The Data Provenance Initiative enables machine learning developers to explore the audited data sets here. The initiative also analyzes patterns within data sets, shedding light on their geographic and institutional origins.
Most datasets are constructed in the English-speaking Global North, highlighting sociocultural imbalances.
More about the study
This large-scale analysis of datasets uncovered systematic issues with how data is collected and distributed. The initiative also produced a paper to explain their findings, published here.
Here’s more information about the study’s methods and findings:
- Analyzing datasets for origin and labeling: This study systematically audited over 1800 fine-tuning datasets to scrutinize their data provenance, licensing, and documentation.
- Evidence of mislabeling: Findings highlighted the gap in data types available under different licenses and implications for legal interpretations of copyright and fair use. It unearthed a high rate of miscategorization of licenses, with over 72% of datasets not specifying a license and a 50% error rate in those that did.
- Unreliable data provenance: The research draws attention to the issue of unreliable data provenance, emphasizing the need for standards to trace data lineage, ensure proper attribution, and encourage responsible data use.
- Geographic distribution: The study highlights a serious lack of representation and attribution for datasets originating from the Global South. Most datasets revolve around the English language and are culturally bound to Europe, North America, and English-speaking Oceania.

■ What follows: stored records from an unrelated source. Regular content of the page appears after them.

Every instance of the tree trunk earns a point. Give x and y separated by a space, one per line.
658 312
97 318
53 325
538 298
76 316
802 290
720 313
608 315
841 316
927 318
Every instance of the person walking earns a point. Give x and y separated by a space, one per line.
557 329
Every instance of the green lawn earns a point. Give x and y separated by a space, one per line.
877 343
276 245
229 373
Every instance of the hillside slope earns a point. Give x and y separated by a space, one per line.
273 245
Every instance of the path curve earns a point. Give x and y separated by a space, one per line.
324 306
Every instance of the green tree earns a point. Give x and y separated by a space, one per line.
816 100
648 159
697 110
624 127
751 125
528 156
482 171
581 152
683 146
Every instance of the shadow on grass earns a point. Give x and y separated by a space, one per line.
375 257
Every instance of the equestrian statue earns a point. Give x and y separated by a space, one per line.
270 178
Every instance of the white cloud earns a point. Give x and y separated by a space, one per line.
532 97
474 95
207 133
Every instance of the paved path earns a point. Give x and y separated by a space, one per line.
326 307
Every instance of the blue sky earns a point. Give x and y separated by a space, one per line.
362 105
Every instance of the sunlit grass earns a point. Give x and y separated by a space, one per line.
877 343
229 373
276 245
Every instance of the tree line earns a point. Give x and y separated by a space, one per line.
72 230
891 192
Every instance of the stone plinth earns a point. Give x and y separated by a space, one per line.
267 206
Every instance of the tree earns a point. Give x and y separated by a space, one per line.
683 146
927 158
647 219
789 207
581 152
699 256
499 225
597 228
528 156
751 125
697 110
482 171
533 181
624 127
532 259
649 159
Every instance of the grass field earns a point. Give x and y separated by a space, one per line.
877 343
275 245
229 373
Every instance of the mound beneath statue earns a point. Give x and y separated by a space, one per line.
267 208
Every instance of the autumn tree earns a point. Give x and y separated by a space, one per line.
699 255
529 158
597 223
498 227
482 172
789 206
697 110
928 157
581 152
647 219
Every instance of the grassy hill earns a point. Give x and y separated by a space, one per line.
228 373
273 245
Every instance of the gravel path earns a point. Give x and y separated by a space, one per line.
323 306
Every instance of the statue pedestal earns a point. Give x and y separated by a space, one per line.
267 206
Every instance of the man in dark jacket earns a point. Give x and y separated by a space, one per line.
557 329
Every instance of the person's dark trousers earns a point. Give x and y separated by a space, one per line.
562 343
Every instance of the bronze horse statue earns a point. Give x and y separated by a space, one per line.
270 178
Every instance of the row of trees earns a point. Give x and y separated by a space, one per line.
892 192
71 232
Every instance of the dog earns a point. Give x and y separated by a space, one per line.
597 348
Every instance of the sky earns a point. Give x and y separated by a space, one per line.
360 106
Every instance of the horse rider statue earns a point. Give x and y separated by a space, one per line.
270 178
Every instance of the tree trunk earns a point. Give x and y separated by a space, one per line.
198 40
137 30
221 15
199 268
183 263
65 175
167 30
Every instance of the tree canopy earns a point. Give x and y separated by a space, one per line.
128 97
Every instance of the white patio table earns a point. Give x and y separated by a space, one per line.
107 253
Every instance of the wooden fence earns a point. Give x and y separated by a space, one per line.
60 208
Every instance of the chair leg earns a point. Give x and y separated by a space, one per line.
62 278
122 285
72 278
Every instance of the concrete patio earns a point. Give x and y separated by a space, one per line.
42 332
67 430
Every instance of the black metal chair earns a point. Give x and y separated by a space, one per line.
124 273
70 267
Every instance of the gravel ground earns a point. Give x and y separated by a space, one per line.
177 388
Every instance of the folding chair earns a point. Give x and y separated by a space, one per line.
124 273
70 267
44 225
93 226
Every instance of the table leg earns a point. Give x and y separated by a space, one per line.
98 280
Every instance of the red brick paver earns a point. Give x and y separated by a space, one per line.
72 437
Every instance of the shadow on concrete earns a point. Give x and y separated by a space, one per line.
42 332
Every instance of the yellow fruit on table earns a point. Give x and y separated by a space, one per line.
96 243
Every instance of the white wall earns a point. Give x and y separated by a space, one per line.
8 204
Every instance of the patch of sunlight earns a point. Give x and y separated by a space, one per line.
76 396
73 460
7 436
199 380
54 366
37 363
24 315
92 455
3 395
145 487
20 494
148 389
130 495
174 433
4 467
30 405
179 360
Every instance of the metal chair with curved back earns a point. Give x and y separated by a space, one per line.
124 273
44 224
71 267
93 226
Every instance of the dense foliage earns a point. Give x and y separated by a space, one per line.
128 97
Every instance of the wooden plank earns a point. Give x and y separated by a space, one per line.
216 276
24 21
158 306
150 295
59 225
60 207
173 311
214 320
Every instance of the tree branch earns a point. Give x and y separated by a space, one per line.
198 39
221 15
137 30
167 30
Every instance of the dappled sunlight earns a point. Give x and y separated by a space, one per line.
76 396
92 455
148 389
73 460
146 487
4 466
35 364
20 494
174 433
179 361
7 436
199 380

This study highlights systemic and structural issues in how data is created, distributed, and used. Data is a critical resource for AI, and much like natural resources, it’s finite.
There is concern that AI technology will eventually outgrow current datasets and possibly even start consuming its own output, meaning AI models will learn from AI-generated text.
This could erode the quality of models, meaning high-quality, ethical, and legal data might become very valuable indeed.